Но, конечно, главной нашей игрой считался футбол, и здесь дядя Коля проявлял себя в полном блеске.... Долгое время вместо мяча мы гоняли шапку-ушанку, набитую газетами, но в одно прекрасное воскресенье дядя Коля вкатил во двор в обнимку с настоящим футбольным кожаным мячом.

— Купил на барахолке за бешеные деньги, — с видом триумфатора объявил нам. — Я здесь! Нормальный ход! Собирайте команды, устроим матч века!

Дядя Коля защищал ворота и как игрок был великолепен.
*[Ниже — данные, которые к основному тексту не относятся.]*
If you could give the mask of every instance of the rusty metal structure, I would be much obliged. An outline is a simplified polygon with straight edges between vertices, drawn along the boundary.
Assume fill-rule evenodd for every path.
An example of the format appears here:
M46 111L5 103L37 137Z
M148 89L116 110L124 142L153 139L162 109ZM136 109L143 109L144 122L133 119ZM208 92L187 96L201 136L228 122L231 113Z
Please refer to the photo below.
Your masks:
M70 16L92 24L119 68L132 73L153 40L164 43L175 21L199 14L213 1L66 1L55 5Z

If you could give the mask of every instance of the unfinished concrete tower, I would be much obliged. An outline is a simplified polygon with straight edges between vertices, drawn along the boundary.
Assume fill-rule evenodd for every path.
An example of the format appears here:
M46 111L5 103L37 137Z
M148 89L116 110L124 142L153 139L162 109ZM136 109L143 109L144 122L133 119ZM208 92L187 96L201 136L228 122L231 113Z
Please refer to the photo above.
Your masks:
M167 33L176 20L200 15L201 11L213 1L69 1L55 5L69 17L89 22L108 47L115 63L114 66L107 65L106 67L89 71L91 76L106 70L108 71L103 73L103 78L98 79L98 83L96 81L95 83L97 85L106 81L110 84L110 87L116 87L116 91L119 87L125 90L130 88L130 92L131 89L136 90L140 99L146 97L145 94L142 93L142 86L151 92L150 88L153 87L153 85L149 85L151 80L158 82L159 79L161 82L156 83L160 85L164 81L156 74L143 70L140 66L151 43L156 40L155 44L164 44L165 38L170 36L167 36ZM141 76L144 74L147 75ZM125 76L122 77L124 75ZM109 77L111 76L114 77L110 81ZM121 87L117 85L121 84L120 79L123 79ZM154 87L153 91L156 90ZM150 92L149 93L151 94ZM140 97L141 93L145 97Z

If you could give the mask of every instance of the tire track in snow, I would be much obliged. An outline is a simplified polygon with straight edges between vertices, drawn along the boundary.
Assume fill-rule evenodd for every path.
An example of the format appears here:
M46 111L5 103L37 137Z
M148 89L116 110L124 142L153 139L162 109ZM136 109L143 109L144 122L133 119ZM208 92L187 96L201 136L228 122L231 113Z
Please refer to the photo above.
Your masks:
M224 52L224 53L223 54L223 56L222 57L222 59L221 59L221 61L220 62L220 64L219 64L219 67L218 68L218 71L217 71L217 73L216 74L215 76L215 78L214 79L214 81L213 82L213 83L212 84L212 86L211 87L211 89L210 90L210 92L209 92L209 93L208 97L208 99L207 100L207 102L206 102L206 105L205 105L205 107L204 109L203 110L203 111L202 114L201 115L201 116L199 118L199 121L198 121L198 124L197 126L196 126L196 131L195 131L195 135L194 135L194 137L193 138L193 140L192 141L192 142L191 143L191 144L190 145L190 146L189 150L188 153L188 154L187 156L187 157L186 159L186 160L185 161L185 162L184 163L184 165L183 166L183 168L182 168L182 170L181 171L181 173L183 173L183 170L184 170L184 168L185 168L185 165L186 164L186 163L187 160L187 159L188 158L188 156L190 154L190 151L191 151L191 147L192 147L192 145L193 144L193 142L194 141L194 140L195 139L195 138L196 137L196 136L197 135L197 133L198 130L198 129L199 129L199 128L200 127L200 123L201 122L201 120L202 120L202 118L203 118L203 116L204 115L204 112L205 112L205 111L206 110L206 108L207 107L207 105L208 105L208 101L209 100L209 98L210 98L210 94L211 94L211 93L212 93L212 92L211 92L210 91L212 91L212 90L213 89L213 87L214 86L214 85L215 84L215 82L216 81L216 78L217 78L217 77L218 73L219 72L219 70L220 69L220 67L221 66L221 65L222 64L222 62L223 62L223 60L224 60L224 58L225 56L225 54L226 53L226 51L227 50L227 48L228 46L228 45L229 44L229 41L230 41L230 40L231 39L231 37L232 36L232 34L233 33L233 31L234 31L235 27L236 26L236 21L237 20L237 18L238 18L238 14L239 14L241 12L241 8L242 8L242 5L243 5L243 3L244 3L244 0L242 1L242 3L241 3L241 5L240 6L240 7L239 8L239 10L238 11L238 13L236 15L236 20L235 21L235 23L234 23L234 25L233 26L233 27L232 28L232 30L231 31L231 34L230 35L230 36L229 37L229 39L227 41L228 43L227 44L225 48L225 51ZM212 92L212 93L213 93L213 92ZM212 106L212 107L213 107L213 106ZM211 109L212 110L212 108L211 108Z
Одна его экипировка чего стоила! Оголенный по пояс, в черных перчатках и черной кепке, нахлобученной до бровей, он выглядел в воротах, как пантера в клетке: метался от стойки к стойке, взмахивал руками и страшно гримасничал, переживая каждый трюк полевого игрока, то и дело кричал команды:

— Пас налево! Откинь назад! Дай на выход! Я здесь!

Иногда, в пылу, забывался:

— В атаку, за мной! — кричал и мощными рывками, со вздутыми жилами на теле, выкатывал чуть ли не к середине поля, но тут же с досады бросал:

— Эх, черт! — и, смахивая капли пота, несколько обмякший — совсем немного, незаметно для постороннего глаза, возвращался к воротам.

Задолго до знаменитого Яшина, дядя Коля руководил игрой всей команды и расширил функции вратаря: стремительно выезжал за границы вратарской площадки на перехват пасов противника и отбивал мяч культями. Случалось, мяч задевала каталка и он резко менял направление. Мы относились к этому сбою с пониманием, но дядя Коля мгновенно вскидывал руку и безжалостно назначал себе штрафной.

А в пределах вратарской площадки дядя Коля вообще творил чудеса: каким-то невероятным образом, отталкиваясь руками от земли, зависал в воздухе вместе с каталкой и «вытягивал» даже пушечные верные «девятки»... Низовые мячи вообще брал без особого напряга — мы только и успевали заметить мелькнувший могучий торс, деревянный квадрат, да вращающиеся с визгом подшипники...

После игры спускались к реке, устраивали заплыв по течению, и вновь дядя Коля показывал класс: на одних руках опережал всю нашу ватагу.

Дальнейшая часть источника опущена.